# Verifying uniqueness of my tetration

Previous two posts:

Update: The first link only verifies continuity on $$\mathbb R$$, and so continuity cannot be used for complex heights. The limit of $${}^{z+n}a$$ as $$n\to\infty$$ converges to the same value for all $$z\in\mathbb C$$ since $$[\ln({}^\infty a)]^{z+n}\to0$$.

Let $$D_a$$ be the points where the below definition converges.

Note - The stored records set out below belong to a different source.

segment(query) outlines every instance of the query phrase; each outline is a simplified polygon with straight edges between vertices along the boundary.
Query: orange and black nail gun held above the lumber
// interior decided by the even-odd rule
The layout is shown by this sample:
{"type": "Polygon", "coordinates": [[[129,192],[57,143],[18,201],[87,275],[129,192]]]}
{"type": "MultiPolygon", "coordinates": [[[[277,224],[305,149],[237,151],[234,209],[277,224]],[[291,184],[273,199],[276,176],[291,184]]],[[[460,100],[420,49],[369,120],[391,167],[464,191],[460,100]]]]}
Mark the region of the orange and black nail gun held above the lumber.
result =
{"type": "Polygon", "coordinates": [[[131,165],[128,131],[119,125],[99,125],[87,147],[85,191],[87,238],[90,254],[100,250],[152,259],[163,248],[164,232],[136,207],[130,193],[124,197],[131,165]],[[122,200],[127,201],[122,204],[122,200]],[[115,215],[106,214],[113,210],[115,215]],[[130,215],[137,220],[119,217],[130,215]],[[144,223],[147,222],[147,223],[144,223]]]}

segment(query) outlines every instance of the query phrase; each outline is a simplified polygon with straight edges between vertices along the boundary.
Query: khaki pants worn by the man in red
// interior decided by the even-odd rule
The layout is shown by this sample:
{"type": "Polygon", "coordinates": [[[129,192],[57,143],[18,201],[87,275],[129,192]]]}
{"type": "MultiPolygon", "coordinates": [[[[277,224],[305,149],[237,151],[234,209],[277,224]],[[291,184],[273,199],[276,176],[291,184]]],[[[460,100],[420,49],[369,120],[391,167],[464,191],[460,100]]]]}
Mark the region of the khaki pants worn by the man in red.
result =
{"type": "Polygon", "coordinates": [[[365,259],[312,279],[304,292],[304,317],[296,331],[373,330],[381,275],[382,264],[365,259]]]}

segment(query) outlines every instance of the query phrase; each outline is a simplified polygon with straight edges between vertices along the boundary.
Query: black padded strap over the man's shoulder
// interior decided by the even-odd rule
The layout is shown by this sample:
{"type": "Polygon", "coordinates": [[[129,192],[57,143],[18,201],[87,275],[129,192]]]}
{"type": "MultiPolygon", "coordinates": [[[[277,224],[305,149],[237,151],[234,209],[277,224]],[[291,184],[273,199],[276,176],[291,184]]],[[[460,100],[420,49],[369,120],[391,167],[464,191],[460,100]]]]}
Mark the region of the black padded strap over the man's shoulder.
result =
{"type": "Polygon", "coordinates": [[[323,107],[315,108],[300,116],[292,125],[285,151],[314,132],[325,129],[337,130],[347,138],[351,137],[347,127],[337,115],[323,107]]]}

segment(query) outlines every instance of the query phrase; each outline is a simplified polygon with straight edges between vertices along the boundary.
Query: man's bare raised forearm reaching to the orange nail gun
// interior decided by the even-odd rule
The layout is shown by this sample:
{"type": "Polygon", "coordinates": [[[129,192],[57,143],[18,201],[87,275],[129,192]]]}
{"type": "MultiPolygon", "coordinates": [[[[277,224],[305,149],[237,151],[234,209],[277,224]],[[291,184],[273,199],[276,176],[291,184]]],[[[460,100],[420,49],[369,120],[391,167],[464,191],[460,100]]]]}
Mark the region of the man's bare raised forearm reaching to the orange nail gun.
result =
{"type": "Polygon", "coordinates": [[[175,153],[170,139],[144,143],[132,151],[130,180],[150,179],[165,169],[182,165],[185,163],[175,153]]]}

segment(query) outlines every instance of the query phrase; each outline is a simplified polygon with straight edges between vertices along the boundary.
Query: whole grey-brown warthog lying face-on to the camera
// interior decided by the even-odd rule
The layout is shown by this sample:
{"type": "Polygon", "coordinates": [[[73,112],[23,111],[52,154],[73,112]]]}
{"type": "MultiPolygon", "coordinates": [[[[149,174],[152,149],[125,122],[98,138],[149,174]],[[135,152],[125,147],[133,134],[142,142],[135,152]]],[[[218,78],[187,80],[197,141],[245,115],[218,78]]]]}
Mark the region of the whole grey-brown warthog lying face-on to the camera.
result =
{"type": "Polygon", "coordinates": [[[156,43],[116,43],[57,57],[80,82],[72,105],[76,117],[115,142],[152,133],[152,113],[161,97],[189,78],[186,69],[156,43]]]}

I believe I have managed to prove that for $$a\in(1,e^{1/e})$$ and $$z\in D_a$$,

$${}^za=\lim_{n\to\infty}\log_a^{\circ n}({}^\infty a-({}^\infty a-{}^na)[\ln({}^\infty a)]^z)$$

is the unique tetration under the conditions that

1. $${}^0a=1$$

2. $$\displaystyle{}^{z+1}a=a^{({}^za)}$$ for all $$z\in D_a$$

3. $$\displaystyle\lim_{n\to\infty}\frac{{}^\infty a-{}^{n+z}a}{{}^\infty a-{}^na}=[\ln({}^\infty a)]^z$$ as a limit over $$n\in\mathbb N$$ for all $$z\in D_a$$.

Here is my attempted proof:

Let $$b\pm\epsilon$$ refer to a value within $$\epsilon$$ of $$b$$ for simplicity.

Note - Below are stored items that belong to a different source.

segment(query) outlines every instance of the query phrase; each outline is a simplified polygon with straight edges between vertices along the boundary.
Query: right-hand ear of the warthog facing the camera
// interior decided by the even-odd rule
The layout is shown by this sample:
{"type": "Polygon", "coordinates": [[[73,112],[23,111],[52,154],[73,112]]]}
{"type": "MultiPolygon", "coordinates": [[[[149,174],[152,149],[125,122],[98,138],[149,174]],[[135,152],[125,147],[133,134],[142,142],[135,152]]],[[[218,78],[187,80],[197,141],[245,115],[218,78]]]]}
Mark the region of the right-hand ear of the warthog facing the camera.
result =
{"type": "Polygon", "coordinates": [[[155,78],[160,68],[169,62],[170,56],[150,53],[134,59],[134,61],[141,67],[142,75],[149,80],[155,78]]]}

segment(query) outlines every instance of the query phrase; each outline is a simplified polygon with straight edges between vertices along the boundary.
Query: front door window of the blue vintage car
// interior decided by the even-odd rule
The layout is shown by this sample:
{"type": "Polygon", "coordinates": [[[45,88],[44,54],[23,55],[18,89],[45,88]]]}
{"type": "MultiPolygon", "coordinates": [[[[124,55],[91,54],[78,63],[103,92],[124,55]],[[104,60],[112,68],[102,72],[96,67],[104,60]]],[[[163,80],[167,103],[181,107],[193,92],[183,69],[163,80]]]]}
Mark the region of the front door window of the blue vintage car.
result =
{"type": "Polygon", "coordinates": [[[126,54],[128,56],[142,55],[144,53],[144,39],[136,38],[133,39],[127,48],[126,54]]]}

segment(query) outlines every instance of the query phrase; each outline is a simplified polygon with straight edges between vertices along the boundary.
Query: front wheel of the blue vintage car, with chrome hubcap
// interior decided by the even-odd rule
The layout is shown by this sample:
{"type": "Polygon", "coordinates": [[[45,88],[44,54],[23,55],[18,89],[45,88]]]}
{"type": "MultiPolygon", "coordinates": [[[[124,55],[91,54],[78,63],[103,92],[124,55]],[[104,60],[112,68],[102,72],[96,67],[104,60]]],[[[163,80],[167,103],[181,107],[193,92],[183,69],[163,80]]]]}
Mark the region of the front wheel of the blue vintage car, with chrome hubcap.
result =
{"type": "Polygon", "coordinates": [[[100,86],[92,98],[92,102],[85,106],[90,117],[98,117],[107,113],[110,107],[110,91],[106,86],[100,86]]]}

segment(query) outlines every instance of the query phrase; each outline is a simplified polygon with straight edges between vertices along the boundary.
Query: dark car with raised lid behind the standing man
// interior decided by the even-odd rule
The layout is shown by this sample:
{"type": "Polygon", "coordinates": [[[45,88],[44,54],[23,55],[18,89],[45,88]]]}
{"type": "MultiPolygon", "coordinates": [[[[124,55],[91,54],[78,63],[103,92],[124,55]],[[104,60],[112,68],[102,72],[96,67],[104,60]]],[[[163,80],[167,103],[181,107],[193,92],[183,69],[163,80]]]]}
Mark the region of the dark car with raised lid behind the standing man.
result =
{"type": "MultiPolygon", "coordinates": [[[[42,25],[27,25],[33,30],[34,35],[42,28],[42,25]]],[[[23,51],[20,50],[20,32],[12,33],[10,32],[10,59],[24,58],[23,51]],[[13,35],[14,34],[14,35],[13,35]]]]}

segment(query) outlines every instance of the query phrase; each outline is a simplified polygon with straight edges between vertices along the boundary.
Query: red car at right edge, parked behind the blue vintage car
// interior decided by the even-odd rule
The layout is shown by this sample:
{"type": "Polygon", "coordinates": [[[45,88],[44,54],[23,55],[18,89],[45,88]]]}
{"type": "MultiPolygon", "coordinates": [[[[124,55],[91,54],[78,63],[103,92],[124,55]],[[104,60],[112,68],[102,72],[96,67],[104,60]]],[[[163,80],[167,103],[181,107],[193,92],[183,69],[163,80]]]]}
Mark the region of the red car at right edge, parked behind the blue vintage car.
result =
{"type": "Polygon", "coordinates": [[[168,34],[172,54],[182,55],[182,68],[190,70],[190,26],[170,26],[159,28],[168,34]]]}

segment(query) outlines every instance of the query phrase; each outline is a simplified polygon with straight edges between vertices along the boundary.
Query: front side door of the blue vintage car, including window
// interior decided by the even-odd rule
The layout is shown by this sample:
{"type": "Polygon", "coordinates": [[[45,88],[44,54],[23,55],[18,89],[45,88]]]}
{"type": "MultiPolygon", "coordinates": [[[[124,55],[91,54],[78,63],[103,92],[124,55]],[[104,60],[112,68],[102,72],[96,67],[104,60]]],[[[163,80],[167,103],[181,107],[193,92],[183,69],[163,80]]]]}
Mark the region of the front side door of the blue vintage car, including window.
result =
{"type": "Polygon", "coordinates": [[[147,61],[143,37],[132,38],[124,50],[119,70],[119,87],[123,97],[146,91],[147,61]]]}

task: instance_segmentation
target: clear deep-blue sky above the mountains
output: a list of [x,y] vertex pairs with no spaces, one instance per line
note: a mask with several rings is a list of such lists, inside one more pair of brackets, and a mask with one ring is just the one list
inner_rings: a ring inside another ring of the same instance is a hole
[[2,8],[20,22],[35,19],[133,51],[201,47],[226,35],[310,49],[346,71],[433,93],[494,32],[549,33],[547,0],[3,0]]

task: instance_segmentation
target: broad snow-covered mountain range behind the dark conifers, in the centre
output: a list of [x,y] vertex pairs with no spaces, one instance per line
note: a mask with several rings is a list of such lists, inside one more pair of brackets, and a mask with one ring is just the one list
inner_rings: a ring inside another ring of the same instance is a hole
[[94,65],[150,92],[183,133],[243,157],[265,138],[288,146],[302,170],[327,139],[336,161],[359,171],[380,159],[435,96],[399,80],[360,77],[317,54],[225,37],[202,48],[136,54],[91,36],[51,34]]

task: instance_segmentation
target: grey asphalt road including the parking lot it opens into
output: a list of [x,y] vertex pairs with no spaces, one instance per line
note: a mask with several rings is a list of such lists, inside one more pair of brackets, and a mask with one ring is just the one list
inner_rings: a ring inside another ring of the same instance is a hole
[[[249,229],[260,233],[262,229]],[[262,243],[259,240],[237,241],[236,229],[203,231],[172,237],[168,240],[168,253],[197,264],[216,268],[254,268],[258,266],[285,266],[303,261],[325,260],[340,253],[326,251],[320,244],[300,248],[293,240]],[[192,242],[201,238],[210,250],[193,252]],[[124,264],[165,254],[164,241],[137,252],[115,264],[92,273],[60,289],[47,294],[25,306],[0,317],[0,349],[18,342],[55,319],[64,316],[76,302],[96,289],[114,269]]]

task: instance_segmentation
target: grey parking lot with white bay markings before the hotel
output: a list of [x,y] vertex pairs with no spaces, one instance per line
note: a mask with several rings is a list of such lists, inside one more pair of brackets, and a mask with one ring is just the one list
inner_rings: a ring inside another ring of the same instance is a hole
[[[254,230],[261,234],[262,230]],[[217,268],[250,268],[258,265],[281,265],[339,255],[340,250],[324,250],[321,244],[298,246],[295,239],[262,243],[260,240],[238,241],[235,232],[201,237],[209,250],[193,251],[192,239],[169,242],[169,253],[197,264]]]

From $$(3)$$ we know that for all $$\epsilon>0$$, there exists $$N$$ s.t. for all $$n>N$$,

$$\frac{{}^\infty a-{}^{n+z}a}{{}^\infty a-{}^na}=[\ln({}^\infty a)]^z\pm\epsilon$$

By continuity of exponentiation, this can be rewritten in terms of another $$\bar\epsilon>0$$:

$$\frac{{}^\infty a-{}^{n+z}a}{{}^\infty a-{}^na}=[\ln({}^\infty a)]^{z\pm\bar\epsilon}$$

Solving for $${}^{n+z}a$$ gives

$${}^{n+z}a={}^\infty a-({}^\infty a-{}^na)([\ln({}^\infty a)]^{z\pm\bar\epsilon})$$

Logging $$n$$ times and applying $$(2)$$ gives

$${}^za=\log_a^{\circ n}({}^\infty a-({}^\infty a-{}^na)([\ln({}^\infty a)]^{z\pm\bar\epsilon}))$$

Taking the limit as $$n\to\infty$$ gives us

$${}^za=\lim_{n\to\infty}\log_a^{\circ n}({}^\infty a-({}^\infty a-{}^na)([\ln({}^\infty a)]^{z\pm\bar\epsilon}))$$

However, from the first link, we know that this limit converges to a continuous function on $$D_a$$. So for this to be true for all $$\bar\epsilon>0$$, we must have

$${}^za=\lim_{n\to\infty}\log_a^{\circ n}({}^\infty a-({}^\infty a-{}^na)([\ln({}^\infty a)]^z))$$

Note also that the definitions of $${}^\infty a$$ and $${}^na$$ for natural $$n$$ in the above are defined by $$(1)$$ and $$(2)$$.